The problem began as an administrative one when the authority enjoyed by the director of labs and blood banks was given to the director of medical supplies who later became the deputy minister for medical supplies and engineering affairs. This administrative change meant that the method of scanning bar codes on blood bags was also altered. Instead of scanning each bag separately, bags were grouped together in lots of 6 or 12 and if a contamination was detected in one of the lots, a search would be conducted for the contaminated bag. This method was employed as a cost-cutting measure so additional scanners would not have to be purchased. As a result of this change, the then director of labs and blood banks decided to step down. He had asked to be granted early retirement but his request was denied and he was transferred to another department. The important thing here is that he is gone and so is the comprehensive surveillance and screening of blood bags.
With due respect to the ongoing investigations, the only explanation as to why Reham was given HIV-contaminated blood is because an un-screened bag was mixed with screened bags.
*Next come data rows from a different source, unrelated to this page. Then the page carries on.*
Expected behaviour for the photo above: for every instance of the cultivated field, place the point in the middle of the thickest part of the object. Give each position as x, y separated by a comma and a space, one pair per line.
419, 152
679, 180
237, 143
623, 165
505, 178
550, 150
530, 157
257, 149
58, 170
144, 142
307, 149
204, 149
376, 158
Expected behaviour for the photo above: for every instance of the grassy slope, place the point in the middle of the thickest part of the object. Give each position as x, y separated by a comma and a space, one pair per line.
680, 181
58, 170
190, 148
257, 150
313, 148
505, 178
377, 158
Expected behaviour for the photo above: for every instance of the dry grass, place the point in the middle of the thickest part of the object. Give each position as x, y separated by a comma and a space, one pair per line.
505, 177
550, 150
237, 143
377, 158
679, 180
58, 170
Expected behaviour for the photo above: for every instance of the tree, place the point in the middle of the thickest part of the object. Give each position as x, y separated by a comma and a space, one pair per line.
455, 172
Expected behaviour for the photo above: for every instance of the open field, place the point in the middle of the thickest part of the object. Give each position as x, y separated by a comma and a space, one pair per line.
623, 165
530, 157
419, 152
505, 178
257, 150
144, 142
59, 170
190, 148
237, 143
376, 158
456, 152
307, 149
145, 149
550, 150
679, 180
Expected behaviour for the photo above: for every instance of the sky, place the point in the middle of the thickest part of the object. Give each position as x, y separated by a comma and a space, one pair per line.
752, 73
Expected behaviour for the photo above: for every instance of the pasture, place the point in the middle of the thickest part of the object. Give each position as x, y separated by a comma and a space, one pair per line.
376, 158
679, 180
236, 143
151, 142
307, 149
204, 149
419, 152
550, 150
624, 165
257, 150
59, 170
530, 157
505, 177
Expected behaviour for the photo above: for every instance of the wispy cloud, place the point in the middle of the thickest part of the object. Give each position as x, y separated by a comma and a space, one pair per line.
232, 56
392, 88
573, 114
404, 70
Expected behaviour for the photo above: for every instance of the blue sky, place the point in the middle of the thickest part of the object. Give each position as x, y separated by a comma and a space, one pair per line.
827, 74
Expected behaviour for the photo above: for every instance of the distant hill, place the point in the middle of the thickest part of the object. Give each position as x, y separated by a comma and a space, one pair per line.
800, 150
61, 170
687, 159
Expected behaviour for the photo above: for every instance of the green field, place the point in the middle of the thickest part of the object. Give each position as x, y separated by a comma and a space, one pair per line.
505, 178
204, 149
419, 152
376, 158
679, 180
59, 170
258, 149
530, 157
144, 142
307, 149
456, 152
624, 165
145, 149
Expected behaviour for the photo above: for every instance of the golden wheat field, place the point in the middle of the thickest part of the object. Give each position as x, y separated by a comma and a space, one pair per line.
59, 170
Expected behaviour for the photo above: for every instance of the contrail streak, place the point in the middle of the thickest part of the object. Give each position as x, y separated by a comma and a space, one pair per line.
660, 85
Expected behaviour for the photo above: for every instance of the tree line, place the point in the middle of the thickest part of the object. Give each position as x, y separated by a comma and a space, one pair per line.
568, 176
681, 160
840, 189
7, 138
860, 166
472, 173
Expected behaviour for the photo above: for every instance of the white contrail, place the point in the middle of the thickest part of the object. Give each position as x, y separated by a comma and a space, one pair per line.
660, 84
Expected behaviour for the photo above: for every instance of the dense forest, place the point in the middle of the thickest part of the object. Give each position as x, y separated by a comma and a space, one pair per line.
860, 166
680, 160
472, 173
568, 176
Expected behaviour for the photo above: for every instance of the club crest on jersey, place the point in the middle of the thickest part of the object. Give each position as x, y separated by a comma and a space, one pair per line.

According to her mother, a few hours after the blood transfusion took place, a team from the hospital showed up at their house and asked that Reham return to the hospital. The contamination had been detected by now but it was too late to do anything.
This would not have happened if strict controls on the scanning of blood bags' bar codes were in place and bags were double checked to ensure the safety of the hospital's blood bank. There is no doubt that this unfortunate incident is the result of rushed decisions, ill-advised administrative actions and the employment of unqualified personnel. There is also an equally high chance of a blood transfusion-related accident from occurring in another hospital.